The town of Zion, Illinois, banned all jazz performances on this musicless day, labeling them sinful, right up there with tobacco and alcohol and sexting as things its citizens could well do without. The very word jazz was thought (correctly) to have a sexual connotation. The decadent rhythms and wild dancing it elicited were feared (correctly) to be leading young people down the road to sexual abandon (remember Footloose, barely a degree of Kevin Bacon from Satan himself), degeneracy, and bad manners. “Oh, you got trouble right here in Zion city.”
Zion, Illinois is a bunch of degrees from New Orleans, the birthplace of jazz with its Bourbon Street, bordellos and sin, sin, sin. Zion was founded in 1901 by John Alexander Dowie as a place where people of faith could come together and live in a moral environment, reading the Good Book from Fri ’til Monday. The population was 24,655 as of the 2020 census. Zion is one of only a few cities in the world to have been completely planned out before building. And Dowie thought of just about everything. The north-south roads in the original plan were all named from the Bible –Ezekiel Place; Gabriel, Galilee, and Gideon Avenues; Matthew, Mark, and Luke, but no John. And no Duke Ellington Circle or Thelonious Monk Boulevard.
During the same year that Zion proscribed jazz, the town nixed evil alcohol, In what can only be described as a binge, the citizens poured 80,000 pints of beer into Zion sewers. Did they actually have 80,000 pints on hand? Or did they have to borrow from nearby towns? Perhaps Gabriel and Galilee Avenues harbored a lot of closet imbibers. And maybe even a Louis Armstrong record or two.
Pencil Me In
Hymen J. Lipman one of the Philadelphia’s leading stationers, founded the first ever envelope company in the United States. Lipman didn’t just content himself with envelopes. His vision took him to pencils as well. And on March 30, 1858, the forward-looking Lipman earned himself a patent for a pencil with an eraser built right into one end of it. This was a giant step for the pencil industry.
Joseph Reckendorfer looked at Lipman’s pencil and saw dollar signs. He also saw himself as a titan of the pencil industry. He would be to pencils what Rockefeller was to oil, what Vanderbilt was to railroads. He bought the pencil patent from Lipman for $100,000 (the equivalent of a couple million today).

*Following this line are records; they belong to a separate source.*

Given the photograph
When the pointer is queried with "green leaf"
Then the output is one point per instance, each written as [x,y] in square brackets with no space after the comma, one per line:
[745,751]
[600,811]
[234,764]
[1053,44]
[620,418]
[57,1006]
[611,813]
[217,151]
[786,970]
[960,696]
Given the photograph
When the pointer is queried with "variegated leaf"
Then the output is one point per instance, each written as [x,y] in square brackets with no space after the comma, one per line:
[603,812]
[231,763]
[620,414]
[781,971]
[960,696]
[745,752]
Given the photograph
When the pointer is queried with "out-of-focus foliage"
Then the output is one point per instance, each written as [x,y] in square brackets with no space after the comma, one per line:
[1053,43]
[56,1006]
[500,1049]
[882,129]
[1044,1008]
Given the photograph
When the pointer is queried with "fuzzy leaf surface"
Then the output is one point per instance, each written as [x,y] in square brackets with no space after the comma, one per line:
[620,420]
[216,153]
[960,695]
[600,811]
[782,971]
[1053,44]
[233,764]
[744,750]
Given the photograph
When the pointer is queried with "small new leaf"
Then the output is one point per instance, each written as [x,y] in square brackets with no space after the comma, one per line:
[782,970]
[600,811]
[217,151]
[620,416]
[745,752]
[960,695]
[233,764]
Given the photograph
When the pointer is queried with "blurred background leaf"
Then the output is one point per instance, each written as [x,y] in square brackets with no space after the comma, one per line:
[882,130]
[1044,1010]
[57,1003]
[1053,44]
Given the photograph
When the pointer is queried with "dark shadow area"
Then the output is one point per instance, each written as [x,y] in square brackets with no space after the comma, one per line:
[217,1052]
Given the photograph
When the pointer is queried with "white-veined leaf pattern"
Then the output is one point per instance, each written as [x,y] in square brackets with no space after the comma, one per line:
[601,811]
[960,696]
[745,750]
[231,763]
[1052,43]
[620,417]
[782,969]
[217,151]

But alas it wasn’t to be. Pencil manufacturer A. W. Faber began producing eraser-tipped pencils without paying a penny in royalties to Reckendorfer. Reckendorfer sued Faber. In 1875, the lawsuit made its way to the Supreme Court which declared the patent invalid, reasoning that Lipman’s design combined a known technology, the pencil, with another known technology, the eraser, not creating a new use. Bad news for Reckendorfer.